Makna Hari Raya Idul Fitri dan Jejak Sejarahnya

Langkatoday.com – Berakhirnya bulan Ramadhan sekaligus pertanda bahwa umat Muslim memasuki bulan Syawal dalam kalender Hijriah. Oleh karena itu, di akhir bulan Ramadan tersebut umat Islam akan merayakan Idul Fitri.

Idul Fitri merupakan perayaan kemenangan bagi umat Islam yang telah menahan diri dari minum makan, serta perkara haram lainnya yang dapat membatalkan puasa. Sebagai bagian dari perayaan hari besar umat Islam, tentunya hari Idul Fitri memiliki arti tersendiri bagi seluruh umat Islam di dunia.

Sejarah Hari Raya Idul Fitri

Idul Fitri dalam sejarah Islam pertama kali dirayakan pada tahun 624 M atau tahun kedua Hijriyah. Sejarah hari raya Idul Fitri berkaitan erat dengan dua peristiwa, yakni perang Badar dan hari raya masyarakat Jahiliyah.

1. Kemenangan atas Perang Badar

Momen Idul Fitri bertepatan dengan berakhirnya Perang Badar yang dimenangkan oleh kaum muslimin. Meski jumlah pasukan yang dimiliki umat Islam terbilang sedikit dibandingkan kaum kafir, namun atas izin Allah SWT umat Islam berhasil menang dalam perang tersebut.

Oleh karena itu, ketika umat Islam berhasil meraih kemenangan, secara otomatis terdapat dua kemenangan yang diperoleh, di antaranya adalah kemenangan atas orang yang berhasil berpuasa selama sebulan dan kemenangan atas perang Badar.
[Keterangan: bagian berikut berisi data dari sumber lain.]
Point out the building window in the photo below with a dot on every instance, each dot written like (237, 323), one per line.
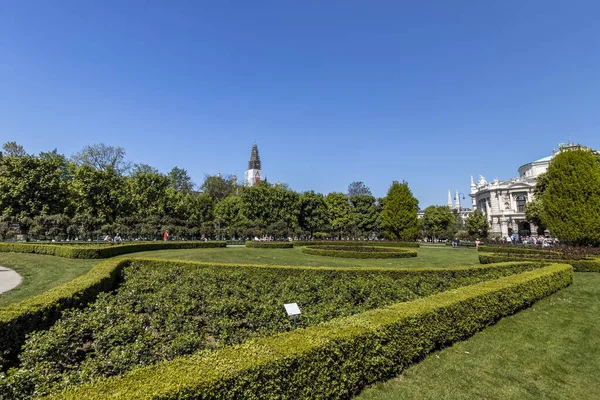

2. Hari Raya Masyarakat Jahiliyah

Sebelum Nabi Muhammad SAW menurunkan ajaran Islam di Makkah, masyarakat Jahiliyah Arab sudah terlebih dahulu mengenal dua hari raya besar, yang terdiri dari Nairuz dan Mahrajan.

Nairuz dan Mihrajan adalah hari raya orang kafir ketika Nabi Muhammad SAW sedang di Madinah dan sudah ada sejak zaman Persia Kuno.

Diketahui bahwa perayaan itu digelar oleh masyarakat Arab Jahiliyah dengan mengadakan pesta pora. Dalam pesta itu juga dihiasi dengan berbagai ajang menari-nari, bernyanyi hingga menyantap makanan lezat dan minuman beralkohol.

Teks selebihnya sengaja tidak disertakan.